Em 2023, o setor da energia limpa impulsionou 10% do crescimento do PIB global: Índia (5%), EUA (6%), China (20%) e UE (quase 33%). Este setor emprega já 35 milhões de pessoas — mais do que o dos combustíveis fósseis.
Adão Barbosa vê na ideia de mitigação climática uma oportunidade para Timor-Leste beneficiar a nível económico, social e ambiental. “Podemos obter benefícios económicos, sociais e ambientais, com apoio financeiro, técnico e tecnológico, no sentido de mitigar emissões de gases com efeito de estufa, reduzindo também a sua incidência na saúde pública”, sublinhou, referindo ainda os apoios para lidar com “perdas e danos, tanto económicos como não económicos”.
O futuro da energia limpa em Timor-Leste está mais próximo: o maior centro de painéis solares do país situa-se no campus da Universidade Nacional Timor Lorosa’e, em Hera, com uma capacidade de 500 quilowatts. “Segundo a EDTL, estas instalações fornecem 11% da energia total consumida no país”, afirmou o embaixador.
Ainda assim, António Guterres alertou para os perigos da dependência contínua de combustíveis fósseis. “Os países que insistem nos fósseis não estão a proteger as suas economias — estão a sabotá-las”. O secretário-geral salientou ainda que os minerais usados na transição energética verde são frequentemente extraídos em países historicamente explorados, perpetuando injustiças.
Questionado sobre o impacto das declarações de António Guterres, perante os planos timorenses para o projeto Greater Sunrise, Adão Barbosa defendeu que as emissões resultantes não ultrapassariam 1% do total global. “Contribuímos com apenas 0,003% das emissões globais. Mesmo os 49 países menos desenvolvidos, em conjunto, representam menos de 2%”, afirmou. As florestas timorenses absorvem mais de mil gigagramas de CO2 por ano, e, em 2015, as emissões do país baixaram 72% em relação a 2005.
Finalmente, Guterres falou da transição energética, referindo-se especificamente à Inteligência Artificial (IA), sugerindo que as indústrias tecnológicas sejam um exemplo nesse processo, já que representam uma fatia considerável no consumo de energia a nível global.

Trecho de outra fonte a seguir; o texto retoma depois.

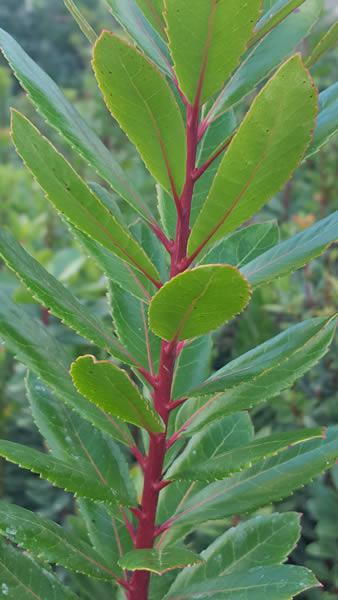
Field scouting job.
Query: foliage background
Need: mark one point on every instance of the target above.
(47, 32)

“Um centro de dados de IA consome tanta eletricidade como 100 mil casas. Os maiores poderão consumir vinte vezes mais. Até 2030, poderão consumir tanta eletricidade como todo o Japão atualmente”, alertou. Nesse sentido, apelou a que todas as grandes empresas tecnológicas utilizem 100% de energias renováveis nos seus centros de dados até 2030 e que adotem práticas sustentáveis no uso da água.
“O futuro está a ser construído na nuvem. Tem de ser alimentado pelo sol, pelo vento e pela esperança num mundo melhor. A energia limpa que devemos fornecer também deve garantir equidade, dignidade e oportunidades para todos”, concluiu o líder da ONU, alertando para a importância dos governos, que devem liderar a transição energética de olhos postos na educação, formação e no reforço da proteção social.